IFPMA Director-General Thomas Cueni (centre), at the IFPMA event on innovation and pandemic response. On left is Heulwen Philpot, Wellcome Trust with Rogerio Gaspar (right), WHO Director of Regulation and Prequalification.

“It’s obvious when you look at the experience in COVID, rollout was not fast enough,” he said. “I personally believe that we need to act on two fronts,” Cueni observed.  

“You need a signing of a kind of social contract… From the industry side, you have a commitment from CEOs from all of the major companies, and also from small biotech companies.. Committing to putting aside part of available production in real time, from rollout to demand, wherever they are. 

“But this will only work if the manufacturing countries, from the US to India, will also sign up to that commitment because if they say yes, you can have access to whatever we have, but only after you have vaccinated every signal one of our citizens, then that social contract is broken.”

The advancement of more regional manufacturing hubs for vaccines and drugs, particularly in Africa, is also critical so that developed countries – or large emerging economies like India and China – don’t monopolize supplies.   

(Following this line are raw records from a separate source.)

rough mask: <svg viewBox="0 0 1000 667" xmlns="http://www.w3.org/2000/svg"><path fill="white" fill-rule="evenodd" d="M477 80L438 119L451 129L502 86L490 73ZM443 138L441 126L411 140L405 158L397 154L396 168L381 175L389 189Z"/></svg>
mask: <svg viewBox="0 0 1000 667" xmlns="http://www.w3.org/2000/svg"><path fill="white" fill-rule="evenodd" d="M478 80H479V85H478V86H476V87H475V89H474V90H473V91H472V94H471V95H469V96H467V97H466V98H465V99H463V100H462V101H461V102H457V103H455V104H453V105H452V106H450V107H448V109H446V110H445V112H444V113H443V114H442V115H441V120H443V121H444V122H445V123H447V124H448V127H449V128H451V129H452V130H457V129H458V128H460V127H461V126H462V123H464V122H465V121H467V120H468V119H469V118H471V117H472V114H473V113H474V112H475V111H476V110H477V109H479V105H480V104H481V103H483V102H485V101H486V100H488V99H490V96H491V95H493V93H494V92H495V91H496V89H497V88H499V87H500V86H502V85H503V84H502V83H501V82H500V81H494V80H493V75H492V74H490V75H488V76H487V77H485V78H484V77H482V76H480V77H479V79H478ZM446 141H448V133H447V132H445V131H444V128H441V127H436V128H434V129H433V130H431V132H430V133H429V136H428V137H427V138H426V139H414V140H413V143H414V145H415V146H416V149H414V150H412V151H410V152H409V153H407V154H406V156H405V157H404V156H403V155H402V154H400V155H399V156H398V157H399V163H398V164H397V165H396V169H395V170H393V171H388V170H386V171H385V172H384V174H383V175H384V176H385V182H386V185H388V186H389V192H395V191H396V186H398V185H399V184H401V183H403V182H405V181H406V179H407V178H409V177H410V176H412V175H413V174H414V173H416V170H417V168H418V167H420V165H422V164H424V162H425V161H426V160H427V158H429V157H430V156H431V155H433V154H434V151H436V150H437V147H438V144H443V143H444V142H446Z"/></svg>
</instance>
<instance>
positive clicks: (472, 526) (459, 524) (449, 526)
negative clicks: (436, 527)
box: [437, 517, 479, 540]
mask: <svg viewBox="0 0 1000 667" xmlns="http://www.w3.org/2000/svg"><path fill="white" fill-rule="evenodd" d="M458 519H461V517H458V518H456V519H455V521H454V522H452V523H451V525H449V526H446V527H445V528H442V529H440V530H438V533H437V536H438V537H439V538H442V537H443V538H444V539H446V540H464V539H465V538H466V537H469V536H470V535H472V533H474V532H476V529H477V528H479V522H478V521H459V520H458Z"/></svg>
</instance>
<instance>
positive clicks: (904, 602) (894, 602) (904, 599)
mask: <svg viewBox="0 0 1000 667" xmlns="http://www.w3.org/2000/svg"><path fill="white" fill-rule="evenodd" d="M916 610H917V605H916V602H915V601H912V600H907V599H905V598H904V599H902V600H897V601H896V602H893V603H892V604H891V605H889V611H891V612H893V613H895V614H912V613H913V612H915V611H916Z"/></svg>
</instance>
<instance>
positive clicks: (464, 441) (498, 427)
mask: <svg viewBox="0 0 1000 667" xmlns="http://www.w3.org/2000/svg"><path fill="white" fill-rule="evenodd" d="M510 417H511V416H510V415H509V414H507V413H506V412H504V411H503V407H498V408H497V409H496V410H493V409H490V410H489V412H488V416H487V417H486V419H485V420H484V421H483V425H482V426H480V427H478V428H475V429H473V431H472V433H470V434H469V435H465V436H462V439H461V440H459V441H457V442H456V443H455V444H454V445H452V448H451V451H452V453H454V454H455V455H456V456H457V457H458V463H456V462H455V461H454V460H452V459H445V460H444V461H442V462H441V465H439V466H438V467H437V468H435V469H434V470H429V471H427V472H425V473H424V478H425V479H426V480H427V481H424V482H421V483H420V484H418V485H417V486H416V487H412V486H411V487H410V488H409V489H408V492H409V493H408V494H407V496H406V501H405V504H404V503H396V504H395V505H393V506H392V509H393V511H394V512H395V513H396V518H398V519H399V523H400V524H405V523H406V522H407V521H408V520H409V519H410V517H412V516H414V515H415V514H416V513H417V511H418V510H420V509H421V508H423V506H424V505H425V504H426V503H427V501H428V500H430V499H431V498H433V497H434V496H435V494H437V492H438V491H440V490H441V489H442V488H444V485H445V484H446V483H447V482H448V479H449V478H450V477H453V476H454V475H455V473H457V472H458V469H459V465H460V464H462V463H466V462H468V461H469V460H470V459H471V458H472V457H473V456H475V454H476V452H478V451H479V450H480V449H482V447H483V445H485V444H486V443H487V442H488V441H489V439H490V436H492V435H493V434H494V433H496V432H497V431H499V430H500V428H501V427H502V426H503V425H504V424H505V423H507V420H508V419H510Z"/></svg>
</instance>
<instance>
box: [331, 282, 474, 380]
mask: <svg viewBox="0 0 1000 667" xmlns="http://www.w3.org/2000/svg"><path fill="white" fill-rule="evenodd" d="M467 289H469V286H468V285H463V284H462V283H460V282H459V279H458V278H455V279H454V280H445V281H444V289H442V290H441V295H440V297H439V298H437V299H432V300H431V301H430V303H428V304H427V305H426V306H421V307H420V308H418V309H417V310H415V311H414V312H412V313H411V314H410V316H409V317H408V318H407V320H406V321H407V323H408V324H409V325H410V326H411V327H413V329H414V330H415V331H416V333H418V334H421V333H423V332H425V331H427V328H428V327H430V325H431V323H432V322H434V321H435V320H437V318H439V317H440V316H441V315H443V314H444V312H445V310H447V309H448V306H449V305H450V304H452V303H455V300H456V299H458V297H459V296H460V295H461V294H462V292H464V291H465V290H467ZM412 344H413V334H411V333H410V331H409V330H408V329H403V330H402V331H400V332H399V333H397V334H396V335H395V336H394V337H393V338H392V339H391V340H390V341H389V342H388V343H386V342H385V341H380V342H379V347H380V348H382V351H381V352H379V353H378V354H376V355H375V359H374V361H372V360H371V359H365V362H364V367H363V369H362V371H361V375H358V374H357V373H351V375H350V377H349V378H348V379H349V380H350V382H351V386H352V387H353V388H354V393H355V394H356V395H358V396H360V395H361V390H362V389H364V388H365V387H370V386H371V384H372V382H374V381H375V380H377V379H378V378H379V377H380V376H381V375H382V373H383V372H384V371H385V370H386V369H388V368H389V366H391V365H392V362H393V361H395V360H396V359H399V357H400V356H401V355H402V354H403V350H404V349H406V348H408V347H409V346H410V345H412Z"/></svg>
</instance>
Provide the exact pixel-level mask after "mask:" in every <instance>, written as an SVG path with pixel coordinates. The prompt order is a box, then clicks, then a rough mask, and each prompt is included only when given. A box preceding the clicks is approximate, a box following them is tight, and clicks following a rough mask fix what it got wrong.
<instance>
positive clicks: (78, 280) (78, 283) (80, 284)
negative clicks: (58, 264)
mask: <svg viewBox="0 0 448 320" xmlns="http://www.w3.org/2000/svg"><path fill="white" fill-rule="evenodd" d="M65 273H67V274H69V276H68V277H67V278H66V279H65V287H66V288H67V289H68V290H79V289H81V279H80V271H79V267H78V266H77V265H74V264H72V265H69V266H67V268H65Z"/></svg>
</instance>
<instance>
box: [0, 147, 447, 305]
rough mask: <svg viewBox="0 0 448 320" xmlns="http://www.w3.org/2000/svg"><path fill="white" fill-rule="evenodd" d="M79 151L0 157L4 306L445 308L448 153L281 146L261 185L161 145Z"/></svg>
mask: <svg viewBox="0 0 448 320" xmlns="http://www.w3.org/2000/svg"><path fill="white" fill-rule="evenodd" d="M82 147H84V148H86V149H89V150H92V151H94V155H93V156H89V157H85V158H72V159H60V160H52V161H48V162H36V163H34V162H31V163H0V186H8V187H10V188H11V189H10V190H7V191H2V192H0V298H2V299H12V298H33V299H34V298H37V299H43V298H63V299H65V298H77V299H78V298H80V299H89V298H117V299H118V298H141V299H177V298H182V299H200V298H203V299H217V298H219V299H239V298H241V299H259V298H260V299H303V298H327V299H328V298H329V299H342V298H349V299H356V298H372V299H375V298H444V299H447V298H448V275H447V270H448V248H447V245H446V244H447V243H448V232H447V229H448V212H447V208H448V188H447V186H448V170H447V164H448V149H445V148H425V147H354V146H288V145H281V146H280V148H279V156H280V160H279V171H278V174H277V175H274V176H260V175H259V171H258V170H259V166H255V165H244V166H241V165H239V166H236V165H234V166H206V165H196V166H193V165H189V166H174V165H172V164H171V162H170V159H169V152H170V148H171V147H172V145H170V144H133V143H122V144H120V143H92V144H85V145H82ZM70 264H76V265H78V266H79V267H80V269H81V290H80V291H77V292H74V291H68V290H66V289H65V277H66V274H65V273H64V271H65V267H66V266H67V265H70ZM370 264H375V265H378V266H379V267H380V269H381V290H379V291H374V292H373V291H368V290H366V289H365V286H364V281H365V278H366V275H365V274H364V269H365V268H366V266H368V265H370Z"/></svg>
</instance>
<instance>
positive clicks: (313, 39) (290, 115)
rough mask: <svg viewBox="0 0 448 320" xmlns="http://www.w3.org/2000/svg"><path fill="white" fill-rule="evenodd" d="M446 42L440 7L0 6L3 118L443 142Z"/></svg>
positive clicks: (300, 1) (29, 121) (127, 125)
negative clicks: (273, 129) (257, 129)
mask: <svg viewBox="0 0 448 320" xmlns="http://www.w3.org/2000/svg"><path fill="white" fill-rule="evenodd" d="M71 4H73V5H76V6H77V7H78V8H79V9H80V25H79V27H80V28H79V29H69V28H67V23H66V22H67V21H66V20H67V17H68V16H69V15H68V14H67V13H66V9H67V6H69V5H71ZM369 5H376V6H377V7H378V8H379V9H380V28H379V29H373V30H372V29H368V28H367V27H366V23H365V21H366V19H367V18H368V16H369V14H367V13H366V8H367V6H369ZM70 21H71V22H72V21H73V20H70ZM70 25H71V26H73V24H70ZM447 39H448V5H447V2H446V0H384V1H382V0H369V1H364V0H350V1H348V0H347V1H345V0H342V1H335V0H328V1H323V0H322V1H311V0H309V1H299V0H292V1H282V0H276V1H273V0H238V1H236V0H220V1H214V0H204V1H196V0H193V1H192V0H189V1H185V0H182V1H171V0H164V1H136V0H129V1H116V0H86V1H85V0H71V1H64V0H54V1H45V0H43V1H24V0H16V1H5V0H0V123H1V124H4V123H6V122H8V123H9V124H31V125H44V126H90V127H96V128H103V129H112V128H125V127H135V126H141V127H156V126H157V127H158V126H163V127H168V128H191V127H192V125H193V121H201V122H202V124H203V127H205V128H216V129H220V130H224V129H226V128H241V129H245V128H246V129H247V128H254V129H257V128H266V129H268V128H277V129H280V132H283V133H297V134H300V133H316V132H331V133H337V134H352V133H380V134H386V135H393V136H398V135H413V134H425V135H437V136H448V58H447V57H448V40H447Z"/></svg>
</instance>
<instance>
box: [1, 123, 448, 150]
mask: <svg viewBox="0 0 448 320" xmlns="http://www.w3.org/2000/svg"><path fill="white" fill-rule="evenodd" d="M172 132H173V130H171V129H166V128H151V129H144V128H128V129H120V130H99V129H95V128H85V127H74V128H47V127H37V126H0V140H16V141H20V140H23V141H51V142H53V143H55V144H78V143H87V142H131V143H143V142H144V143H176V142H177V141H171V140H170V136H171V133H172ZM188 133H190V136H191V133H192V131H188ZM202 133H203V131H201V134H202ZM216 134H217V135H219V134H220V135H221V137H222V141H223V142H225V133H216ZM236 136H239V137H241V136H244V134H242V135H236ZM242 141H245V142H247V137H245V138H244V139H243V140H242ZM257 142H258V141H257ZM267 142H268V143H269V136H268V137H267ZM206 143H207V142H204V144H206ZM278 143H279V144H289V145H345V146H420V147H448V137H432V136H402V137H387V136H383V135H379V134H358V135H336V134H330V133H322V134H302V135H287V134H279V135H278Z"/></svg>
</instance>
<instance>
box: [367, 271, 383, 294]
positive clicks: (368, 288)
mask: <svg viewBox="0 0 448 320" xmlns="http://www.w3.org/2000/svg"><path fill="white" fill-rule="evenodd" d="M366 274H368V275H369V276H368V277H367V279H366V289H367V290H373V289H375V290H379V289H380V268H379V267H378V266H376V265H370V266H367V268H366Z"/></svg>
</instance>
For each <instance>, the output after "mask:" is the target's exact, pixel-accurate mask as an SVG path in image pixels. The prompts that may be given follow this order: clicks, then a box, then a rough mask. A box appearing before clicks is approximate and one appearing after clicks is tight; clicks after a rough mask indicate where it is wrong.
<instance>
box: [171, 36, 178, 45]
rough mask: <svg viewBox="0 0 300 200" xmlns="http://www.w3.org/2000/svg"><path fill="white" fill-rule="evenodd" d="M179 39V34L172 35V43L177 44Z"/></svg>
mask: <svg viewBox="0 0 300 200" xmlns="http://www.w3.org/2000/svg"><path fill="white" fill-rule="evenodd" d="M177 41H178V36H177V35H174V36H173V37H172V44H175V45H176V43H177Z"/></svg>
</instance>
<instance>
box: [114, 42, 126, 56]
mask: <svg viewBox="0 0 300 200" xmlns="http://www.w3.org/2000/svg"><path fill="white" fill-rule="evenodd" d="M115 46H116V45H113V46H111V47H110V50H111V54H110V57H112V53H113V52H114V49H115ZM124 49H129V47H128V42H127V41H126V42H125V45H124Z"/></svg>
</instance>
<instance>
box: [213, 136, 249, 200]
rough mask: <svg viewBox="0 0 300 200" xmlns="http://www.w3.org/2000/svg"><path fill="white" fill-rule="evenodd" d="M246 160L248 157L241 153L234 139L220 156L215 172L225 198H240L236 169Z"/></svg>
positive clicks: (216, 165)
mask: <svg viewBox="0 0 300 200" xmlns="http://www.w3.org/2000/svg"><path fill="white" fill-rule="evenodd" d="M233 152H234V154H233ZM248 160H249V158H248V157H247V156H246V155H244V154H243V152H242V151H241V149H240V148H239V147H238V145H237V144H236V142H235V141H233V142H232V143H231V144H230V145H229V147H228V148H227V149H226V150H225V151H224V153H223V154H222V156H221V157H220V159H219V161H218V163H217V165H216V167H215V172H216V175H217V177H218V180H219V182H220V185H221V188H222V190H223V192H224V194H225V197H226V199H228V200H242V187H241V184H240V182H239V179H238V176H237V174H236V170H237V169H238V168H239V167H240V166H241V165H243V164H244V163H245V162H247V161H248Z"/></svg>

“We need to work together on some geographic diversity of manufacturing,” Cueni added. “But I believe the only way that promises success is voluntary.“  

Pathogen spillover on farms, wild animal markets and in waste – another sticking point

Caged animals held for sale and slaughter in unsanitary conditions at Wuhan’s Huanan Seafood Market, prior to the outbreak of COVID-19, from top left: (a) King rat snake  (b) Chinese bamboo rat (c) Amur hedgehog (d) Raccoon dog (e) Marmot and (f) Hog badger.

Another obvious sticking point in the text that has received less attention refers to measures to prevent pathogen risks from emerging, as contained in Article 4.

One text option, dubbed “Option 4.B” refers explicitly to key risks that countries would commit to address.  Specifically, that text commits countries to “develop, strengthen, implement, periodically update and review comprehensive multisectoral national infection prevention and control measures, to:

  • ensure access to safe water, sanitation and hygiene;
  • ensure the implementation of infection prevention and control measures;
  • strengthen efforts to ensure the sound management of wastes from health facilities, veterinary practices, and live animal markets.

The reference to prevention in the farm sector is particularly detailed, commiting countries to: “strengthen animal disease preventive measures, including, but not limited to, on farms, transport of animals, live animal markets, trade in wild animals and in veterinary practices both for food-producing and companion animals taking into account the relevant international standards.

“Those measures include water and feed hygiene, infection prevention and control measures, farm sanitation, hygiene and biosecurity and animal welfare support measures.”

But ‘Option 4.A’  is far more succinct. And the choice between the two, in effect, illustrrates the stark choices facing member states regarding just how rigorous a pandemic accord they may decide to negotiate.

Limited to just one single sentence, Option 4.A states simply: “the Parties shall take prevention and surveillance measures that are consistent with and supportive of effective implementation of the International Health Regulations”.

Then it adds: “Article ends here.”

Options for referencing prevention of ecosystem risks – a choice between specific commitments or none at all.